By modifying the Translationally Controlled Tumor Protein (TCTP) homologue in P.
falciparum, we were able to create two novel synthetic proteins. The first protein has the areas of
interest 1 —including the two binding sites—removed and replaced with partly randomized
residues. The second has the areas replaced with a single, self-contained binding site. These will
serve as the basis for our negative control and our artemisinin binding device, respectively. In the next iGEM 2018, the Owlgems will test our new synthetic protein in wet-lab that is proposed by the machine learning model and develop the colorimetric assay for counterfeit Arteminisin drug detection.
The most notable results form our machine learning model are shown and briefly described below.
The model was trained to determine if a novel sequence would bind our not bind depending to artemisinin target drug. The model can predict binding with decent accuracy probability (Figure A). We showed the model 3 different novel amino acid sequences it has never seen before, gathered from literature and our proposed protein to be used in the genetic engineering component (Figure B). The results were as predicted (Figure C.)

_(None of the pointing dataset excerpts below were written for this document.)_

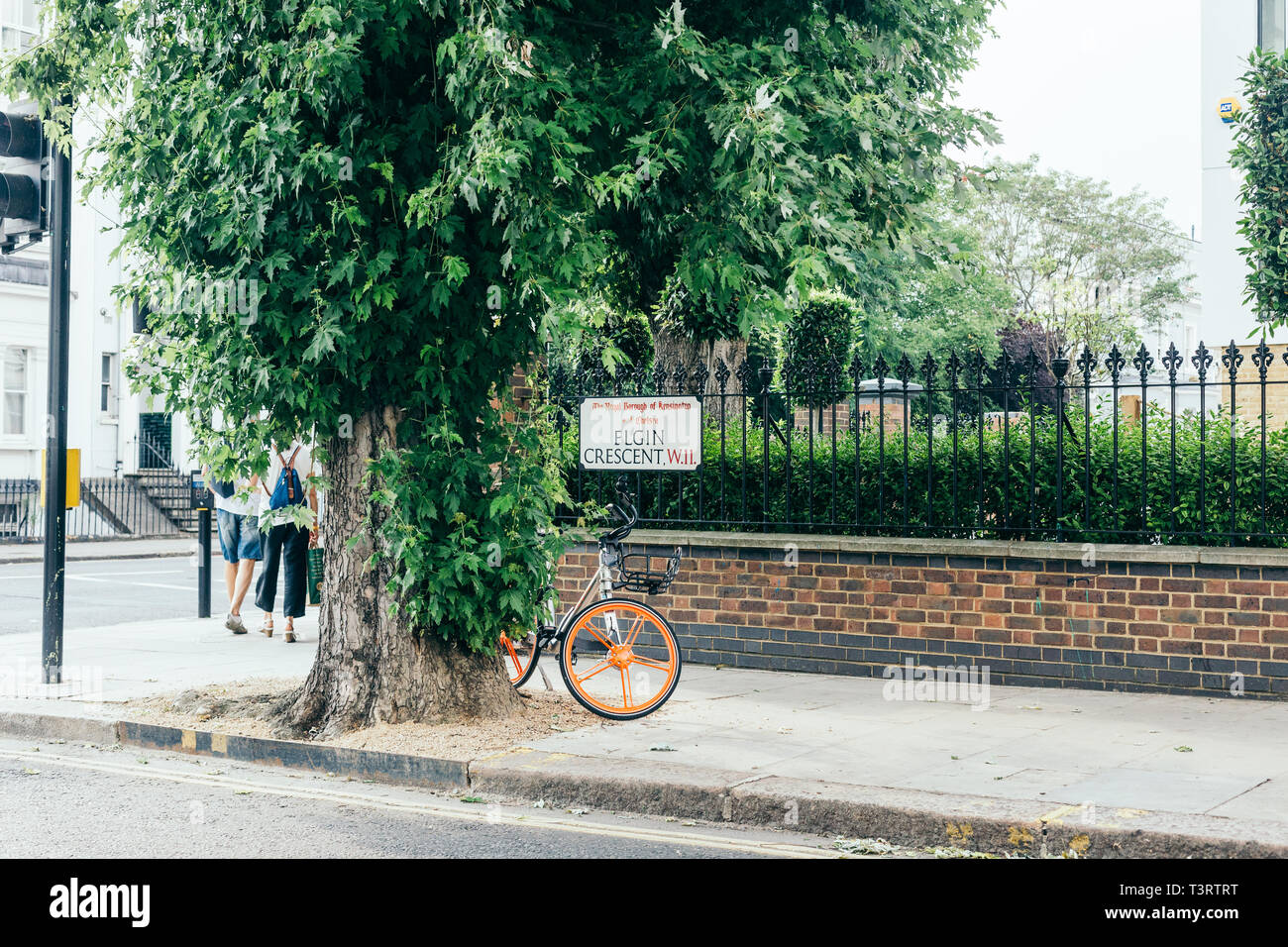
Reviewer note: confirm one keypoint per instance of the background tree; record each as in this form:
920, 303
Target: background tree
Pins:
1086, 265
940, 296
416, 192
1261, 153
828, 137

Sequence length of 150, among others, performed rather well. Validation accuracy of around 90 percent (FigureD).The loss/validation graph (Figure E) shows the value of the error of function within the validation set (lower number = more accurate prediction). The model was also able to determine the composition of sequence that is most probable to be associated with binding (Figure F) with the lowest sequence length parameter being only 40 amino acids long. Since binding to Artemisinin is controlled by multiple unknown mechanisms, we proposed a new dataset to show the model could show a consensus sequence if one was present in a known control experiment (Homeobox Consensus Sequence).

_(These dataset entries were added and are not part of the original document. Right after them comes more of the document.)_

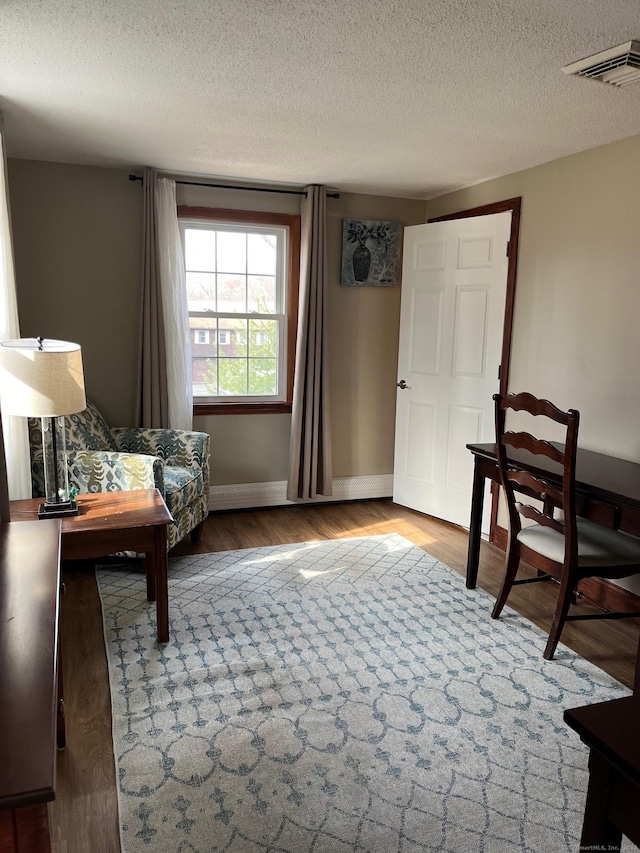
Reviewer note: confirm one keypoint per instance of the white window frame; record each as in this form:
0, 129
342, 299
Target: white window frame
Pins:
279, 316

Sequence length of 100 showed best and consistent results on our model. This result was predicted because the homeo-domain protein in around 60 amino acids in length. A sequence length of 100 allows for the machine to cut the sub-sequence (the parts of the sequence it views) more often, allowing for it to get the entire 60 amino acid long sequence in view (instead of the first half or later half if only viewing 60 amino acid long sequence length). The model also showed a predicted a sequence composition very close to the theoretical accepted homeo-domain consensus sequence (Figure H). The accuracy graph (Figure I) showed the highest score of around 80%, which is what you would expect to find for a variably conserved sequence (100% would mean the sequence is exactly the same). The loss/validation graph (Figure G) shows the value of the error of function within the validation set (lower number = more accurate prediction). The accuracy is an average of all the proteins in the data set that the model was tested on in predicting if the sequence it was looking at had the theoretical homeo-domain sequence or not. This model was used as the control to compare to the previous artemisinin binding set. Once the model was trained, we ran the theoretical consensus sequence of homeo-domain through the model, which detected the sequence was present with a probability of 94% (see software page).
Using the LSTM learning protocol, prospective Artemisinin binding proteins can be validated
preliminarily without needing to generate them in vitro. This allows us to rapidly determine what
sequences are likely to bind, saving time and money. However, there are only a limited number
of proteins that have known Artemisinin binding functionality, and testing random mutations
generated manually is tedious; the next logical step is to have the LSTM protocol generate likely
binding proteins autonomously. This could also be applied to other functions besides binding to
artemisinin, allowing researchers to create novel synthetic proteins for many different
Using the SnapGene visualization software, we created a device that can constitutively
express a protein or set of proteins and then inducibly lyse E. coli cells. This system can be used
in other applications to more effectively remove proteins from cells, as larger proteins can be
difficult for bacteria to transport. Indeed, it can also be used as a “kill switch” to lyse bacteria
that have served their purpose, allowing for rapid disposal of cell cultures.